How many times we were reasons of jokes inside of the school? how many times we were criticized by our intaligencia? Dislocated for taking off notes good? ignored by ' ' populares' '? For proper experincia I answer: many times. One day the world will be ours, therefore today we are called aberration for the classmates and bizarros for oldest, paparicados for the professors and ' ' queridinhos' ' of the director. We leave our colleagues in hating when we speak and we know (in contrast of them) that we are not more than nimgum. Recently Jack Fusco sought to clarify these questions. I am not nerd because they tacham me to the others of this. I am nerd (and c.d.f) because I am thus same.

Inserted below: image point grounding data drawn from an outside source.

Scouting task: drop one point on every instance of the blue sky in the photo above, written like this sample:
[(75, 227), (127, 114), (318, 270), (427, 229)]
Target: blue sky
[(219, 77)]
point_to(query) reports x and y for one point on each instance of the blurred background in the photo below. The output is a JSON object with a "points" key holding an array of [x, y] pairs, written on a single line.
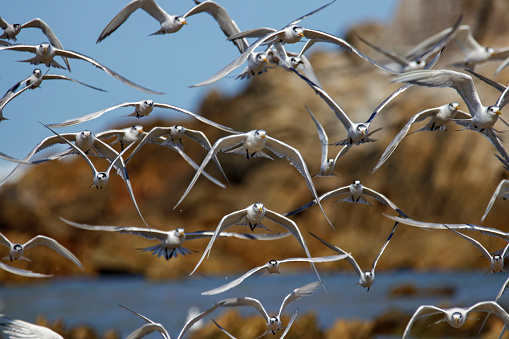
{"points": [[432, 176]]}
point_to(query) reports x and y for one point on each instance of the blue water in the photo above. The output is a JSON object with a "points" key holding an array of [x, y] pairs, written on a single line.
{"points": [[94, 302]]}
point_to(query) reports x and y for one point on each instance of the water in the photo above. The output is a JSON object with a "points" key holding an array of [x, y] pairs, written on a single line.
{"points": [[94, 302]]}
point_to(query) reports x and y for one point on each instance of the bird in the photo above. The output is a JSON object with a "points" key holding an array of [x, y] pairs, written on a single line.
{"points": [[417, 57], [273, 322], [32, 82], [483, 117], [458, 227], [147, 328], [456, 316], [171, 23], [439, 117], [251, 144], [474, 52], [355, 194], [124, 136], [15, 328], [327, 164], [271, 267], [252, 216], [171, 241], [102, 178], [174, 141], [84, 140], [17, 251], [141, 108], [496, 260], [12, 30], [502, 191], [22, 272], [45, 53], [366, 278]]}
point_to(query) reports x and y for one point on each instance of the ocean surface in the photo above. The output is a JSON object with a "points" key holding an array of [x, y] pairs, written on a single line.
{"points": [[94, 302]]}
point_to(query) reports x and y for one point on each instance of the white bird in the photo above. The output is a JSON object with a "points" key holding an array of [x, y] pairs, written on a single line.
{"points": [[458, 227], [84, 140], [18, 329], [124, 136], [12, 30], [456, 316], [25, 273], [16, 251], [272, 267], [355, 194], [483, 117], [252, 216], [439, 117], [174, 141], [252, 144], [326, 164], [141, 108], [502, 191], [146, 329], [416, 58], [32, 82], [171, 241], [496, 260], [366, 278], [171, 23], [45, 53], [102, 178], [473, 51], [273, 322]]}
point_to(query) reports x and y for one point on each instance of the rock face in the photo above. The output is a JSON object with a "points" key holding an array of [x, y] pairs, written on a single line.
{"points": [[432, 176]]}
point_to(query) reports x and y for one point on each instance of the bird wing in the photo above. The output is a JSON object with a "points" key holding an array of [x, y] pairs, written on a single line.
{"points": [[139, 231], [349, 257], [298, 293], [46, 29], [383, 247], [226, 222], [422, 311], [235, 282], [440, 226], [63, 77], [75, 121], [404, 131], [25, 273], [198, 117], [461, 82], [322, 136], [220, 145], [52, 243], [501, 190], [76, 55], [120, 18]]}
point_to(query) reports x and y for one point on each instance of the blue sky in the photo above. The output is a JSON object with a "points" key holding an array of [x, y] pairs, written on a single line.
{"points": [[166, 63]]}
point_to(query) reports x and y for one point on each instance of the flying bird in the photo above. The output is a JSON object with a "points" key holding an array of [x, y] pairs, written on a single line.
{"points": [[502, 191], [171, 241], [14, 328], [439, 117], [45, 53], [17, 251], [141, 108], [456, 316], [252, 144], [252, 216], [366, 278], [355, 194], [483, 117], [271, 267], [273, 322]]}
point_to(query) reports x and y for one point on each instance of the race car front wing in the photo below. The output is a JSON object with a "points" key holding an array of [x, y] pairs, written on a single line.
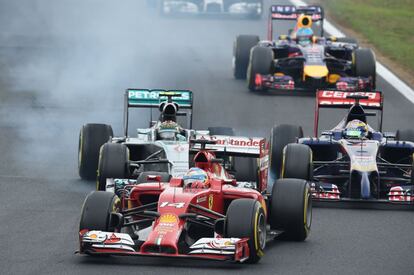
{"points": [[112, 243]]}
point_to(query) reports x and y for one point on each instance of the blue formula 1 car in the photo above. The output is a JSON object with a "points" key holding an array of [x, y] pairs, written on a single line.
{"points": [[351, 163]]}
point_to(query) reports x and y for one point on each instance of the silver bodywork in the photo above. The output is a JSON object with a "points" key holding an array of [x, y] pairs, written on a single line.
{"points": [[211, 6]]}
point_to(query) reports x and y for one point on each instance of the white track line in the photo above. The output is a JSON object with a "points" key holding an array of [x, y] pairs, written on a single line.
{"points": [[386, 74]]}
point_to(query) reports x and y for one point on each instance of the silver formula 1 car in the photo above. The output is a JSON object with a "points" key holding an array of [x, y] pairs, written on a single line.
{"points": [[351, 164], [163, 147], [241, 8]]}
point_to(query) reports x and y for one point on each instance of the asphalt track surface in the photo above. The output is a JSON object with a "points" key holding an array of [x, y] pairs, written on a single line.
{"points": [[66, 63]]}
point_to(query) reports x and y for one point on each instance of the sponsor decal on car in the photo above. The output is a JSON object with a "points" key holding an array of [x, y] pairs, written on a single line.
{"points": [[210, 201], [201, 199]]}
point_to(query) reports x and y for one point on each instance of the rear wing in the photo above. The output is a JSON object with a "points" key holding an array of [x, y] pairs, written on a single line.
{"points": [[332, 99], [291, 12], [146, 98]]}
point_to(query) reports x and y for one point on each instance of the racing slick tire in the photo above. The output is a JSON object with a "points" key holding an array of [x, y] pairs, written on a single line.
{"points": [[405, 135], [280, 136], [246, 218], [291, 208], [96, 211], [364, 64], [349, 40], [91, 138], [297, 162], [241, 54], [260, 62], [113, 161]]}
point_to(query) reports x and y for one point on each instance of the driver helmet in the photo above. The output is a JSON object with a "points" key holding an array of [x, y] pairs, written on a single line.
{"points": [[195, 177], [356, 129], [304, 36], [168, 130]]}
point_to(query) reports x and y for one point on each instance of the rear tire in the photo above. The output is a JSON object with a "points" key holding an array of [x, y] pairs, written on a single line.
{"points": [[245, 218], [91, 138], [365, 64], [405, 135], [260, 63], [113, 162], [297, 162], [281, 136], [241, 54], [291, 208], [97, 209]]}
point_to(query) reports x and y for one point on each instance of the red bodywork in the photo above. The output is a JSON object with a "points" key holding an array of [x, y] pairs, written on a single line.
{"points": [[175, 203], [338, 99]]}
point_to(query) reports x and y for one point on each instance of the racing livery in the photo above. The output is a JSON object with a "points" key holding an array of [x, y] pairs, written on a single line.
{"points": [[353, 163], [206, 214], [101, 155], [302, 60], [240, 8]]}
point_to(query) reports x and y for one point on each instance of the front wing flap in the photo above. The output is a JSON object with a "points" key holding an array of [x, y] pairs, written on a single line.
{"points": [[222, 249]]}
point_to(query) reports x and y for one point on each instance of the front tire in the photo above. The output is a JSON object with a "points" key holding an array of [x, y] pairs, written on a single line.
{"points": [[281, 135], [113, 162], [91, 138], [261, 59], [97, 209], [291, 208], [246, 219]]}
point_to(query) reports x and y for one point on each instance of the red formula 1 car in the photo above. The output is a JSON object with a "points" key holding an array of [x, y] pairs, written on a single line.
{"points": [[206, 214]]}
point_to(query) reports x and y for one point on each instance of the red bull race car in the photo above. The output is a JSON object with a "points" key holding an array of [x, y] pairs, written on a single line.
{"points": [[352, 164], [301, 60], [206, 214]]}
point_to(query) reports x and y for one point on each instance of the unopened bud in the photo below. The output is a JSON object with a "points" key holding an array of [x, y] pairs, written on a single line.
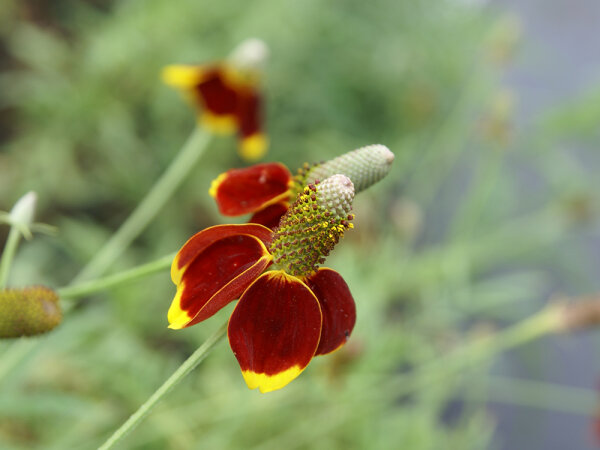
{"points": [[250, 54], [21, 215], [365, 167], [580, 315], [28, 311]]}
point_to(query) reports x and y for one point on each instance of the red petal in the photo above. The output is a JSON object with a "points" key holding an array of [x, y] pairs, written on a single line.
{"points": [[337, 306], [216, 93], [197, 243], [242, 191], [274, 330], [271, 215], [213, 268]]}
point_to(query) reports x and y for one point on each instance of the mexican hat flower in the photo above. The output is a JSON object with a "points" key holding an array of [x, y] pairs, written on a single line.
{"points": [[28, 311], [289, 308], [226, 95], [266, 190]]}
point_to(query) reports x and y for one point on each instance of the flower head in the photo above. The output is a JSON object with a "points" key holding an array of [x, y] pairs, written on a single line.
{"points": [[226, 94], [287, 315], [28, 311], [267, 189]]}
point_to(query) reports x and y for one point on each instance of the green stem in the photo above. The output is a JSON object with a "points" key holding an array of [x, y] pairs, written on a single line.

Justification: it is not alone because we are intelligent that we do not hear rock.
We do not smile. We do not namoramos. We are not happy. Yes! We make everything this and a little more because in contrast of what much people also think nerd he is human being.
For a few seconds, I think about not coming back to mine so strange and complicated world, where freedom is limited and treacherous, when suddenly, in my calm flight, I come back to observe of the high a present reality. to the times without wanting, diving in my distant past and I see myself ahead of the adventures of the life. When in my world, I did not have the happiness to find friends who if made use to travel with me, to share with my teeny adventures. Finally, I raise my wing in search of horizon, as they make the diverse viajores that follow me hours and hours in silence observing, me of far with respect. Without wanting, to the few I am invited to return of my true world. I do not feel courage to finish my trip and I limit myself to listen to my dear friends entoarem in one I only sing: ' ' friend does not go! He is more a little! We go to continue our trip! ' '. Awaken in silence ahead of all that order that go silencing to the few, making to return me to reality of this old world, where I dedicate myself solely to tell my trip to me, the most beautiful trip that I made to my true world, exactly knowing that it only exists inside of my proper one to be and that nobody never will be able to know it or conquest it Inside of me, some investigations go appearing when passing of the time: it will be that I will see still them? How will be daqui pra front, so distant of my friends? It would not be better to have forever been with them? Really, my prezado friend, is difficult to take a decision at a moment as this.